After the crash debtism no longer functioned. Companies couldn't make money by stock manipulation. Customers were no longer living on margin and speculation. Companies had to figure out FAST how to make a profit by selling things to people who were living on real incomes.
At GM, Cadillac sales dropped by more than half. Cadillac didn't know what to do until Nicholas Dreystadt came up with a
peculiar solution. Dreystadt had started his career at a Caddy dealer in Chicago, moved up to regional sales manager, then moved up to the national offices.
He had seen something interesting in Chicago. The black upper class loved Caddies, then as now. Cadillac dealers were more interested in eliminating The Wrong Sort Of Customer than making a profit. Rich blacks had to hire white "proxy buyers" if they wanted a Caddy.
Dreystadt proposed a strange new idea to GM management: Instead of trying to run an exclusive social club,
RUN A FUCKING BUSINESS. Sell Caddies to anyone who could pay for them. Product out, money in.

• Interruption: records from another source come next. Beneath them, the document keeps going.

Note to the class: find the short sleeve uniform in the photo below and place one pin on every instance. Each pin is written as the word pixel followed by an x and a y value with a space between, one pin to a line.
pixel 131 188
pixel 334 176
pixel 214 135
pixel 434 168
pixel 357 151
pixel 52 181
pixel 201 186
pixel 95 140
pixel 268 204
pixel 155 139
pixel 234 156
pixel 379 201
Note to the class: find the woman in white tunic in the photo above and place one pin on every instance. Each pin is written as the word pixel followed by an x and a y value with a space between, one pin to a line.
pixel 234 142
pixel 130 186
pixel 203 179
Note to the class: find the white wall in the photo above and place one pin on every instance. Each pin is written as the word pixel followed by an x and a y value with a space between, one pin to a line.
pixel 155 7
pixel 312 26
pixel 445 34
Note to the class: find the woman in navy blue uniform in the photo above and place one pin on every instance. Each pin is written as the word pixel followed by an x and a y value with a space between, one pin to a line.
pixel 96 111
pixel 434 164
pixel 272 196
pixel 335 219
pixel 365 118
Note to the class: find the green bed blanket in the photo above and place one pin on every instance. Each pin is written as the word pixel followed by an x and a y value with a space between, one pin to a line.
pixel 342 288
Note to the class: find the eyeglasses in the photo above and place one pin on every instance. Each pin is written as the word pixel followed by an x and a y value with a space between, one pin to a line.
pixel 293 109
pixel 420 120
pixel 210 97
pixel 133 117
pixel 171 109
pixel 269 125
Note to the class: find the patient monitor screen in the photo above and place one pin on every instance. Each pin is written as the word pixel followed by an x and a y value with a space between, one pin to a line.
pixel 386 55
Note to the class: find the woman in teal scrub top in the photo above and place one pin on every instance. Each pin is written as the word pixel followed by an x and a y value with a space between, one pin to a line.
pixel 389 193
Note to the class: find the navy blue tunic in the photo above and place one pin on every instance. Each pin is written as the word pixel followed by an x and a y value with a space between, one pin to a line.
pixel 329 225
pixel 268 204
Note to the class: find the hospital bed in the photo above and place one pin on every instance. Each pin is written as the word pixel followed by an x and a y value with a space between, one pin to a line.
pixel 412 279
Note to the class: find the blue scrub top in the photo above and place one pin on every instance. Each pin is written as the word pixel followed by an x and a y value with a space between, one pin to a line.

Management was skeptical but let him try it. It worked. Caddy sales jumped back up and stayed up.
Was the black upper class large enough** to save Caddy? Of course. There has always been a black upper class, and it was strong in the 30s.
I could see it in the 1940 census. Here's a discussion among historian types.
Was the black upper class
larger then than now as a proportion of all blacks? I can't prove it numerically, but I suspect the answer is yes.
Integration and globalism have made it far more difficult for a black entrepreneur to move up in the world.
** Bear in mind that we're talking about considerably smaller numbers than current Caddy sales. Adding black customers doubled sales from 10k to 20k.